Foto: Gobierno del Estado de Yucatán

Durante el Encuentro del Nodo Sureste-Golfo de la Red Nacional de Investigación sobre Lenguas Indígenas (Renili), la subsecretaria de la Secihti del Gobierno de México, Violeta Vázquez-Rojas Maldonado, afirmó que las políticas públicas impulsadas en Yucatán para preservar la lengua maya deberían replicarse en otras regiones del país.

El encuentro reunió a más de 100 representantes de pueblos originarios, académicos, estudiantes y autoridades de Yucatán, Campeche, Quintana Roo, Tabasco y Chiapas, con el objetivo de fortalecer la investigación y garantizar el ejercicio de los derechos lingüísticos.

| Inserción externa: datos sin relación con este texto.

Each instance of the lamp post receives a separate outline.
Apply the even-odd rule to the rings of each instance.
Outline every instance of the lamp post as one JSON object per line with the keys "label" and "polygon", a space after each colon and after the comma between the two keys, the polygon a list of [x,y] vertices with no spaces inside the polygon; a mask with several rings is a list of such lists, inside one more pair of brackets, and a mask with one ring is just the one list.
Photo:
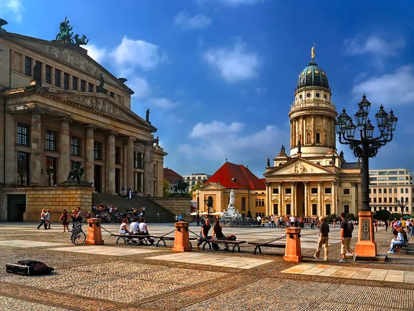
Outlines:
{"label": "lamp post", "polygon": [[[373,234],[373,213],[369,206],[369,158],[375,157],[378,149],[393,139],[398,121],[392,110],[387,113],[381,105],[379,110],[375,114],[379,135],[374,137],[375,126],[368,117],[371,105],[364,94],[362,100],[358,103],[359,110],[355,114],[356,125],[346,114],[345,108],[335,120],[339,142],[349,145],[355,156],[362,160],[362,207],[358,212],[359,225],[355,252],[358,256],[370,257],[377,256],[377,244]],[[359,133],[355,137],[357,128]]]}
{"label": "lamp post", "polygon": [[395,203],[398,204],[398,206],[401,208],[401,217],[404,217],[404,210],[408,205],[408,198],[406,198],[405,201],[404,201],[404,197],[401,197],[400,200],[395,198]]}

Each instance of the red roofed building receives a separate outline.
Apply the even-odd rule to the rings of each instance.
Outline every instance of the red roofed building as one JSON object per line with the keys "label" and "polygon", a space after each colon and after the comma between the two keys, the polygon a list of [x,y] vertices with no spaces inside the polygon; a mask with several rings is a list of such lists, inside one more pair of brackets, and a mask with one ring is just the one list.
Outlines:
{"label": "red roofed building", "polygon": [[230,162],[223,164],[193,194],[199,211],[207,211],[204,200],[207,200],[208,197],[213,199],[214,212],[221,212],[223,210],[227,210],[232,189],[235,192],[234,205],[244,217],[247,216],[249,210],[253,217],[257,214],[264,215],[264,179],[257,178],[248,168],[241,164]]}

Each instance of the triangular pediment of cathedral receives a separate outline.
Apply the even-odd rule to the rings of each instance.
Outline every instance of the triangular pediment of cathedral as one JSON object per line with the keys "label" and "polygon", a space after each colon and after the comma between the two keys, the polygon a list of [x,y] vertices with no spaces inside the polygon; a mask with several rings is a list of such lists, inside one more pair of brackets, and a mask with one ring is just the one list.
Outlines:
{"label": "triangular pediment of cathedral", "polygon": [[264,176],[269,178],[274,176],[306,174],[336,174],[336,172],[304,158],[295,158],[280,166],[271,168],[264,173]]}
{"label": "triangular pediment of cathedral", "polygon": [[99,74],[102,74],[106,83],[123,88],[130,94],[134,93],[131,89],[88,55],[87,46],[85,46],[86,48],[83,48],[71,43],[62,43],[60,41],[50,41],[6,32],[1,32],[0,34],[26,48],[42,54],[48,58],[64,63],[97,79],[99,79]]}

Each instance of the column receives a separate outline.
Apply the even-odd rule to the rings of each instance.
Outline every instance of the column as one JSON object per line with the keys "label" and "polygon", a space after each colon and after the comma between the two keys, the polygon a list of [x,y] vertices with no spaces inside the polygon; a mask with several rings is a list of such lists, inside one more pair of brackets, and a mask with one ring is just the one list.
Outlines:
{"label": "column", "polygon": [[16,161],[16,137],[17,137],[17,126],[14,115],[6,114],[6,150],[4,157],[6,160],[6,176],[4,182],[8,184],[17,181],[17,161]]}
{"label": "column", "polygon": [[95,182],[94,176],[94,131],[96,128],[90,124],[85,126],[86,129],[86,141],[85,150],[85,181]]}
{"label": "column", "polygon": [[134,188],[134,141],[135,138],[132,136],[127,139],[126,149],[127,149],[127,187],[132,189]]}
{"label": "column", "polygon": [[115,136],[110,131],[106,136],[106,192],[115,194]]}
{"label": "column", "polygon": [[309,198],[308,192],[308,181],[304,181],[305,185],[305,217],[308,217],[310,213],[309,212]]}
{"label": "column", "polygon": [[30,154],[30,185],[40,185],[40,170],[41,168],[40,146],[41,131],[40,112],[34,110],[32,114],[31,154]]}
{"label": "column", "polygon": [[322,206],[322,181],[317,181],[317,216],[324,216],[324,207]]}
{"label": "column", "polygon": [[290,181],[290,214],[293,216],[296,216],[296,193],[295,193],[295,182]]}
{"label": "column", "polygon": [[57,181],[66,180],[70,170],[70,136],[69,134],[69,118],[63,117],[60,119],[60,159],[59,161],[59,171]]}
{"label": "column", "polygon": [[337,214],[337,182],[336,181],[331,181],[331,183],[332,183],[332,210],[331,210],[331,214]]}

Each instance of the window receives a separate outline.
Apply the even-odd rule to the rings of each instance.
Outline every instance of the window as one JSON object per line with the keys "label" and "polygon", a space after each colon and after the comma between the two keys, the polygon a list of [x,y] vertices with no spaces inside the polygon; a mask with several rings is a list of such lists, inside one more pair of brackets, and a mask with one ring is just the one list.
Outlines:
{"label": "window", "polygon": [[26,76],[32,77],[32,59],[26,56],[24,73]]}
{"label": "window", "polygon": [[101,143],[94,141],[93,143],[93,154],[94,159],[95,160],[100,160],[101,159]]}
{"label": "window", "polygon": [[56,185],[56,158],[46,157],[46,183],[48,186]]}
{"label": "window", "polygon": [[46,150],[56,151],[56,132],[46,130]]}
{"label": "window", "polygon": [[29,146],[29,126],[17,123],[17,145]]}
{"label": "window", "polygon": [[344,212],[345,214],[349,214],[349,205],[344,205]]}
{"label": "window", "polygon": [[72,90],[77,91],[77,81],[78,79],[76,77],[72,77]]}
{"label": "window", "polygon": [[63,74],[63,89],[69,90],[69,74]]}
{"label": "window", "polygon": [[52,67],[46,65],[45,72],[46,82],[50,84],[52,83]]}
{"label": "window", "polygon": [[59,69],[55,70],[55,86],[60,88],[61,71]]}
{"label": "window", "polygon": [[279,214],[279,209],[277,208],[277,204],[273,204],[273,214],[278,215]]}
{"label": "window", "polygon": [[81,80],[81,92],[85,92],[86,88],[86,81],[85,80]]}
{"label": "window", "polygon": [[29,185],[30,154],[17,152],[17,184]]}
{"label": "window", "polygon": [[72,136],[70,137],[70,154],[81,155],[81,139]]}

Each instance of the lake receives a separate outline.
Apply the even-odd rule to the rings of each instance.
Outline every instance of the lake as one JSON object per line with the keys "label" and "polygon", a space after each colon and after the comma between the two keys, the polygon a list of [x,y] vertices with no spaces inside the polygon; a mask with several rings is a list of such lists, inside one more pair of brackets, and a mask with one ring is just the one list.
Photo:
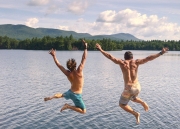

Vázquez-Rojas destacó que, aunque Yucatán cuenta con alrededor de 800 mil hablantes de maya, enfrenta una tasa de pérdida cercana al 60%, pues seis de cada diez hijas e hijos de madres mayahablantes ya no aprenden la lengua como idioma materno. Reconoció las acciones de Sedeculta y el Gobierno estatal para enfrentar el desplazamiento lingüístico y combatir la discriminación. “Las políticas que se han implementado aquí han sido bastante exitosas; tenemos que reforzarlas y seguir replicándolas para garantizar que se revierta la pérdida”, señaló.

La secretaria de Cultura y las Artes, Patricia Martín Briceño, subrayó que desde el inicio de la administración se impulsa una estrategia permanente para fortalecer el uso, enseñanza y profesionalización de la lengua maya, en línea con el compromiso del Gobierno del Renacimiento Maya encabezado por el Gobernador Joaquín Díaz Mena.

La Renili cuenta con más de 1,600 integrantes y siete nodos en México, articulando esfuerzos de comunidades, instituciones y especialistas para revitalizar lenguas como maya, tseltal, tsotsil, chol, chontal, zoque, totonaco, popoluca y huasteco, entre otras.

En la reunión participaron también Fidencio Briceño Chel, director de Museos y Patrimonio de Sedeculta; Maira Rubí Segura Campos, directora del CICY; Óscar Gerardo Sánchez Siordia, director de CentroGeo Yucatán; y Rodrigo Romero Méndez, del Instituto de Investigaciones Filológicas de la UNAM.